Point-Set Topology Question: Convergence on Open and Closed Intervals

[Poopsilon]

I debated whether to put this in this sub-forum or in the Topology & Geometry sub-forum, but I decided I'd give you guys the first crack at it:

Take the union of all open intervals on the real numbers which do not include the number 1, call this union A. Then take the union of all closed intervals on the real numbers which do not include the number 1, call this union B. I am fairly confident that every point in B is a point in A, but I cannot decide if the reverse is true.

I mean I kind of want to say it is because I could take the infinite union of the intervals [0 k/k+1] and this would become the interval [0,1), not closed I know but as Rudin clearly states infinite unions of closed sets need not be closed.

To give some context, this basically came up as an ancillary consideration in one of the problems on uniform convergence in chapter 7 of Baby Rudin. If a sequence of functions appears to converge uniformly on any bounded interval, and is continuous on any bounded interval not including 1, where there is a vertical asymptote, than this means any closed interval should suffice.
With just point-wise convergence I can just set an interval to be (a,1), but I have to use that infinite union trick with closed intervals, does this make sense, am I just telling tales out of school or what?

Sorry if this should go in the Homework Forum, it was a borderline case.

 

[Fredrik]

Homework, topology, analysis...all three options make sense.
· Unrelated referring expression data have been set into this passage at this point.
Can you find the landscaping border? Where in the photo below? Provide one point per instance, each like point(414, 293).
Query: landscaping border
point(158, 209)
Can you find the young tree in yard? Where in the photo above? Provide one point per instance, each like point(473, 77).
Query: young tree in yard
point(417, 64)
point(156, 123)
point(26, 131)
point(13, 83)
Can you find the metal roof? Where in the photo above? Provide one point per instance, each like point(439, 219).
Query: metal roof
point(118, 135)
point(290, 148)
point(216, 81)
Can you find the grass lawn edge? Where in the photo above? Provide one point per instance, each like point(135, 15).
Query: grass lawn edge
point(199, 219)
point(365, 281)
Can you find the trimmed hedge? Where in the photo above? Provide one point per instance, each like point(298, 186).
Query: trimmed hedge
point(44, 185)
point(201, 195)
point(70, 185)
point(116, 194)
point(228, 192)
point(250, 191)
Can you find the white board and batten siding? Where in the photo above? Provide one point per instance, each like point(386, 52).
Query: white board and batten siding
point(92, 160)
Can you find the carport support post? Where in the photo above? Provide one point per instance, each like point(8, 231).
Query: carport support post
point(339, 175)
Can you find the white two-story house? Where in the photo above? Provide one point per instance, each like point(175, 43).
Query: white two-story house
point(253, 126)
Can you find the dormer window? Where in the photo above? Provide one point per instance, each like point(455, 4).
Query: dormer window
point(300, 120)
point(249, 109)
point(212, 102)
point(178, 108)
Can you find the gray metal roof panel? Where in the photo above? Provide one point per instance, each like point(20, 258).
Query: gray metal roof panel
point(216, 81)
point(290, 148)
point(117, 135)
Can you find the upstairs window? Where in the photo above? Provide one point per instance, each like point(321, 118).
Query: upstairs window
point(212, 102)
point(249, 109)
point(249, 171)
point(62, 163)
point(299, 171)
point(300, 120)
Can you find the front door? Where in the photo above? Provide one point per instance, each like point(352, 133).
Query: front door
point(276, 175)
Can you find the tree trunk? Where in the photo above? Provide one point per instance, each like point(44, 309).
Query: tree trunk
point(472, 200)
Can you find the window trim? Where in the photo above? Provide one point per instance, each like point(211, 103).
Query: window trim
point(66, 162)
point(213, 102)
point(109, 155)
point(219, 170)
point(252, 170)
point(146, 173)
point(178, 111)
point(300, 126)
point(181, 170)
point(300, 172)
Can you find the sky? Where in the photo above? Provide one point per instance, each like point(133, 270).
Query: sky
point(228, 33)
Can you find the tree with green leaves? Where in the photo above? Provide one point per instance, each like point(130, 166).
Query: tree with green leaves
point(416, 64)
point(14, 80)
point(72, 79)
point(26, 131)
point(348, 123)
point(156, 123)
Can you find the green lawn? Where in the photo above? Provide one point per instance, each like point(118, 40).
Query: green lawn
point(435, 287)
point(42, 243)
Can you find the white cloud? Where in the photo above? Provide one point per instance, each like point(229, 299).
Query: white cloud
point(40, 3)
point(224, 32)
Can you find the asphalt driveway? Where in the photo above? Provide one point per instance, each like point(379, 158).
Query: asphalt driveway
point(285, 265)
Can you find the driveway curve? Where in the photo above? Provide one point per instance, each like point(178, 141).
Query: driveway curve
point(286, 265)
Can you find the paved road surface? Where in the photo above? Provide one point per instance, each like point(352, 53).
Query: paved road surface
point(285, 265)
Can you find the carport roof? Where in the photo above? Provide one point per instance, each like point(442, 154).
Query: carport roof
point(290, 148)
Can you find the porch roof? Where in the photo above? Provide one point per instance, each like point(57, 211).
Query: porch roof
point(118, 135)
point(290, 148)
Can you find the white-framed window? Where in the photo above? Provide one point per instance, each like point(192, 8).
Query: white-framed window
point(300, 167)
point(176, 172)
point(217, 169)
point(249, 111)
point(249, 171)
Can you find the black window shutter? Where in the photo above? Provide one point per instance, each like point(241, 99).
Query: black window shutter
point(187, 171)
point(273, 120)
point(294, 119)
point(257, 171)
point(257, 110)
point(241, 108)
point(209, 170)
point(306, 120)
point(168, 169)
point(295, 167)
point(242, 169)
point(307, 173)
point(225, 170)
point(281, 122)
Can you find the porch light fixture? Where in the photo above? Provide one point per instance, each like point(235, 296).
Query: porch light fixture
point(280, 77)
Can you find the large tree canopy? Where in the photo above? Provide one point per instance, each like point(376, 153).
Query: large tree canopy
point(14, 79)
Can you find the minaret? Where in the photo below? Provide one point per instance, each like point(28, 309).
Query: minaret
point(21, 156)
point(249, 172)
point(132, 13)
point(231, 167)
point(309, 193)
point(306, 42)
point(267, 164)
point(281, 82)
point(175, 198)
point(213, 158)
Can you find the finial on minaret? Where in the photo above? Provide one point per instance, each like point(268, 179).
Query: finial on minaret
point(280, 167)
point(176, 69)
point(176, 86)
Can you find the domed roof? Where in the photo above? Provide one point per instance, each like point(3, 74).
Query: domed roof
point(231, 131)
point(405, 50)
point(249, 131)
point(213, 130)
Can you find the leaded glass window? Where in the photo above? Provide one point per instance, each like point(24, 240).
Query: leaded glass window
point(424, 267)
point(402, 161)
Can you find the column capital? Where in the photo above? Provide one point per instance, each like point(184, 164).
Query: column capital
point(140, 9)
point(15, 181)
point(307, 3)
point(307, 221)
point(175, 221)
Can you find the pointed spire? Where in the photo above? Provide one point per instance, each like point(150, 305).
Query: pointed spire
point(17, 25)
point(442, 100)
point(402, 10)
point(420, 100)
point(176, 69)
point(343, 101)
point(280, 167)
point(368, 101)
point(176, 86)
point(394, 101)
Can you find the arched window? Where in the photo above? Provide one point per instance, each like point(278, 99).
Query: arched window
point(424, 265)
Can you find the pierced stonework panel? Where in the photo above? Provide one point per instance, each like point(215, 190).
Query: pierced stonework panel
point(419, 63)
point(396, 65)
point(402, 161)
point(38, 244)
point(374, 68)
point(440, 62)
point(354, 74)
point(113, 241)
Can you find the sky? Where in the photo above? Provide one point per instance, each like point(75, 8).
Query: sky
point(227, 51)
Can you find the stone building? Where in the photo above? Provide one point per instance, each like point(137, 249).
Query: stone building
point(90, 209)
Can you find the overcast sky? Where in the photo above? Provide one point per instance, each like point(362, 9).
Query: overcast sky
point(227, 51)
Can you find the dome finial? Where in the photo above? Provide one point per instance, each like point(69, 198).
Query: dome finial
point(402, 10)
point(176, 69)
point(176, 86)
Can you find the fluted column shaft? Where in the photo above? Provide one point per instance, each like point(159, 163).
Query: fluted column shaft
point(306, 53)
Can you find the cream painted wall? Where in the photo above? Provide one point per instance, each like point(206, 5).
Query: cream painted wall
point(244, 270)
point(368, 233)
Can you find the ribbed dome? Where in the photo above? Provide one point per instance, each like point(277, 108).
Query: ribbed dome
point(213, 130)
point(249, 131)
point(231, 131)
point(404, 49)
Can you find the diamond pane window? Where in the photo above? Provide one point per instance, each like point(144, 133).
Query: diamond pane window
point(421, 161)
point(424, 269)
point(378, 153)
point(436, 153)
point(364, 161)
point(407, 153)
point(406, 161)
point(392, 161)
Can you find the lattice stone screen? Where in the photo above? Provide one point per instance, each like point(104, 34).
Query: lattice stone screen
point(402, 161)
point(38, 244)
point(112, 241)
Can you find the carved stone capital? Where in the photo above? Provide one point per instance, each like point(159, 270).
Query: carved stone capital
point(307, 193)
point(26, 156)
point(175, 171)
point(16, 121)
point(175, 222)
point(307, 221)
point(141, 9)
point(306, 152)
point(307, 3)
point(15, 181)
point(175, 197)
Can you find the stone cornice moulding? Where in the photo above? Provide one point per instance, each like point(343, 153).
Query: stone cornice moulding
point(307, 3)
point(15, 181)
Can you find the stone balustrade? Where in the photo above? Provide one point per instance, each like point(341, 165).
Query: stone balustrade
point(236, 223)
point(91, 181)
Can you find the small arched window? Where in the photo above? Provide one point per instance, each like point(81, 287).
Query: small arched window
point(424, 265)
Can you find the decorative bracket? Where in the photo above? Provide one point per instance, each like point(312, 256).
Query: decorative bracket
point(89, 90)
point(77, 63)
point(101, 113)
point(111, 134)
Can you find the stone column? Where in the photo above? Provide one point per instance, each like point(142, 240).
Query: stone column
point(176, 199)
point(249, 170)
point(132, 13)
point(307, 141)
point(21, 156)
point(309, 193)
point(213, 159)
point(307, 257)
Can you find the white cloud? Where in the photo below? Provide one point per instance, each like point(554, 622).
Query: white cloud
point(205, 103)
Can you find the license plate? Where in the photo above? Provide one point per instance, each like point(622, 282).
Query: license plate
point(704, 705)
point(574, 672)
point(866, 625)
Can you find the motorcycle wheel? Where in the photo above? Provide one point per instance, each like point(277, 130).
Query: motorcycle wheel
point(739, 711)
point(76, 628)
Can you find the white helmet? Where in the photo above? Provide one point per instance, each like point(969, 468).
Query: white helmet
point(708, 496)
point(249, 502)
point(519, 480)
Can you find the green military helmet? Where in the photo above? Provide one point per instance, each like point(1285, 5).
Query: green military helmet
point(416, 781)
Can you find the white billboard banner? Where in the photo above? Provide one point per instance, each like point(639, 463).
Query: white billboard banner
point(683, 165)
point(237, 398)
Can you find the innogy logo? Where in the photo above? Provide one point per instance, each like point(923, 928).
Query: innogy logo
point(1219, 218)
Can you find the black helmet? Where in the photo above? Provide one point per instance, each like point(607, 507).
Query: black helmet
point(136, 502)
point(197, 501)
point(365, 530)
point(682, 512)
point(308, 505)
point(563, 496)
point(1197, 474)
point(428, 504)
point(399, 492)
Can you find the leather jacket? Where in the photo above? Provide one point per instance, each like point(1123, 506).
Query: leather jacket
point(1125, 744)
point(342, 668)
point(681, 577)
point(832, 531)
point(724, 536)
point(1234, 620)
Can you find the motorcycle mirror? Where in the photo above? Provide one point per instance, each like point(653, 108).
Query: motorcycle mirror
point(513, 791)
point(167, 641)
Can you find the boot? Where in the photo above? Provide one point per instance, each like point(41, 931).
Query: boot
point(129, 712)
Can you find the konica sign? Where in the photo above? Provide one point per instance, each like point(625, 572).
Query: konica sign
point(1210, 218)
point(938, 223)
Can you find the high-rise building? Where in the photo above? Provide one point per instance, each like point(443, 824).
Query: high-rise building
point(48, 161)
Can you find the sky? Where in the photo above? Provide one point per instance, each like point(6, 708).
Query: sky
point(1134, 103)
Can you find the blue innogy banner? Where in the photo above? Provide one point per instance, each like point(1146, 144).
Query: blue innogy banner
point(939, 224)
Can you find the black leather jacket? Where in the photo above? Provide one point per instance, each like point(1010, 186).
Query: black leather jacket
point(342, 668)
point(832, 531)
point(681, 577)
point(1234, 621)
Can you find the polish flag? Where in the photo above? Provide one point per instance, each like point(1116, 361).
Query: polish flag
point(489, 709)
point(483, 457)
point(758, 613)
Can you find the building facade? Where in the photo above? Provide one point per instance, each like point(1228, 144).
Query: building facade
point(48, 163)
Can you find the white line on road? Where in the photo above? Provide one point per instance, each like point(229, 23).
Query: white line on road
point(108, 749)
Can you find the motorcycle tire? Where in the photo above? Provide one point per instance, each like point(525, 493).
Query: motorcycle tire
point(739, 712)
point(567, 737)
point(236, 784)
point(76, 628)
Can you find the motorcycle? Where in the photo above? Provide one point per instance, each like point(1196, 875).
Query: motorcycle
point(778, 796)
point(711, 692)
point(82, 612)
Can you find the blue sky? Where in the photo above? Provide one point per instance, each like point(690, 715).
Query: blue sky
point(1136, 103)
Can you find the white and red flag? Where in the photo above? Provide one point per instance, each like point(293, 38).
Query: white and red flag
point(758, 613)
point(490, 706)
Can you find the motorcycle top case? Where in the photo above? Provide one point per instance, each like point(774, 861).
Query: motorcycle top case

If x is a member of A, it's also a member of a closed interval [a,b] that contains x but not 0, so x is a member of B. If x is a member of B, it's also a member of an open interval (a,b) that contains x but not 0, so x is a member of A.

 

[Poopsilon]

Ok, that makes sense ( I assume you mean 1 not 0). In regards to the function I discussed, I still must describe the sets upon which f converges uniformly in terms of closed or bounded intervals, correct? I still would not be able to say that f converges uniformly on any open interval, even though every point of A is a point of B and visa versa.

If this is in fact the case I assume it comes from the nonsensicalness of discussing uniform convergence on single points; instead it must be discussed with respect to sets. Rudin makes this remark explicit with regard to point-wise continuity vs uniform continuity, but does not expound upon the analogous issue of point-wise vs uniform convergence.